Combien de fois voyons-nous les enfants issus du milieu rural complètement abandonner leur milieu et rejeter les carrières qui s’y rattachent? Ceci ne semble pas le cas chez la famille Maher qui compte aujourd’hui trois enfants aux études’ en agriculture.

Depuis 16 ans, François a pris la relève de la ferme paternelle à laquelle contribue Madeleine, sa conjointe. Il n’y a pas de doute, les Maher sont des passionnés et cette passion se dégage non seulement en conversant avec eux, mais également par le fait même que les trois enfants étudient en agriculture.

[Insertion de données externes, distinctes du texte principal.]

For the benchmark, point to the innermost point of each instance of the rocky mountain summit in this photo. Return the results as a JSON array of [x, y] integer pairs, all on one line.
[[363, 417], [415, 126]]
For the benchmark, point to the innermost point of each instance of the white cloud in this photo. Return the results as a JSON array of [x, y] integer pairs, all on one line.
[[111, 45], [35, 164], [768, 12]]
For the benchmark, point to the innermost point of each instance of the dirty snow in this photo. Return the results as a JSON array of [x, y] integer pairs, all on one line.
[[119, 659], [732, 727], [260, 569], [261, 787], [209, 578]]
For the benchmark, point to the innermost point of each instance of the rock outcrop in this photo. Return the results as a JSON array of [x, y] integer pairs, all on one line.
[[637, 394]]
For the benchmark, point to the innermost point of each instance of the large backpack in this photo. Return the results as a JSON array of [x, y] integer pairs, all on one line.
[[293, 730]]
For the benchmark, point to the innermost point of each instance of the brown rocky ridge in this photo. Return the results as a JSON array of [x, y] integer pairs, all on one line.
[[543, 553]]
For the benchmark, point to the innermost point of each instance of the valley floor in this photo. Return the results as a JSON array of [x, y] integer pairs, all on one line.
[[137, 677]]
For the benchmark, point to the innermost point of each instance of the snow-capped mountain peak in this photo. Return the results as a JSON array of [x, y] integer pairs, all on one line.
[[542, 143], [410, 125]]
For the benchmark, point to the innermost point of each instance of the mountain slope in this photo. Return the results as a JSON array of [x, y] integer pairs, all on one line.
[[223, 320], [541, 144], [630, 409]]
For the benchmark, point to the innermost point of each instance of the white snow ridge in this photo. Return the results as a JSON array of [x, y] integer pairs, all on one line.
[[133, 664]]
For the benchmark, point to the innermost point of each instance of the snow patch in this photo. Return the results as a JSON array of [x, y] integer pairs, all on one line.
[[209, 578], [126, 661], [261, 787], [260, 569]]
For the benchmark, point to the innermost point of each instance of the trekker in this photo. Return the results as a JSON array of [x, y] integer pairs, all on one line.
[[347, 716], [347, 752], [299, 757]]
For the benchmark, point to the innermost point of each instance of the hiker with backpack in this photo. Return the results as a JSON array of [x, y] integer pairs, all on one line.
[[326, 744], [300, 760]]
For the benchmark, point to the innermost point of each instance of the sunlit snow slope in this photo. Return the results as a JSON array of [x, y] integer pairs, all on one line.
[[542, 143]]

Les Maher habitent à Salaberry de Valleyfield. Ils exploitent une entreprise laitière de 90 têtes.

Pratiquant une agriculture qui favorise l’équilibre, François fait valoir les avantages de la culture semis-direct « no till ». Il vante les mérites de la vie microbienne pour la santé d’un sol. Lorsque je lui demande s’il pratique une agriculture biologique, il riposte que non. « La biologie, c’est la science de la vie ». C’est d’abord et avant tout la vie dans le sol qu’il vise.

François gère sa ferme en utilisant le minimum d’intrants extérieurs, pour des raisons économiques et pour réduire la dépendance. Il s’inspire de chercheurs-biologistes des sols dont Jill Clapperton du Centre de recherche à Lethbridge en Alberta.

Après avoir analysé plusieurs échantillons de blé cultivé selon différentes pratiques, elle conclut que la plus grande activité biologique du sol retrouvé dans la culture semis-direct permettrait d’obtenir une meilleure qualité de grains.

Le goût du savoir est le leitmotiv de ce diplômé en agriculture de Saint-Hyacinthe. Affamé de nouvelles connaissances, François joint le Club Action semis-direct et le Club Holstein où il détient le titre de 2e vice-président.

Il ne souhaite pas agrandir sa ferme, mais veut l’exploiter de façon « certaine et sereine », comme cette famille: une énergie bien stable découle des partenaires et des enfants.

Madeleine, diplômée en sciences comptables, parle davantage de la famille et des efforts déployés pour obtenir une éducation adaptée aux besoins des trois enfants. Ce sont des parents impliqués, qui font le magasinage d’écoles qui répondent le mieux aux besoins de Mathieu, Marie-Ève et France.

Aujourd’hui, Mathieu est étudiant de 2e année au Campus d’Alfred en Technologie agricole. Il planifie faire des travaux à forfait lorsqu’il aura terminé ses études.

Marie-Ève, la seconde, le talonne étant en 1ère année au Campus en agriculture elle aussi. C’est l’agronomie qui l’intéresse dans l’avenir.

Quant à France, la plus jeune, elle a choisi l’option MFRFO à Alfred, organisme dans lequel Madeleine oeuvre comme membre du Conseil d’administration.

« J’aime fonctionner en petit groupe. T?es pas un numéro. J’aime que quelqu’un soit attentionné à mes besoins, qu’il prenne le temps pour moi », énonce France. Elle dit apprécier particulièrement son enseignant, Stéphane Besner, qui connaît bien l’agriculture étant lui-même issu d’une ferme.

Avoir des enfants intéressés par des carrières en agroalimentaire, est-ce un coup de chance pour les Maher ou le fait qu’ils vivent l’agriculture avec passion, ce qui fait en sorte que Mathieu, Marie-Ève et France abondent dans la même direction’

« Les défis, c’est l’fun », conclut François.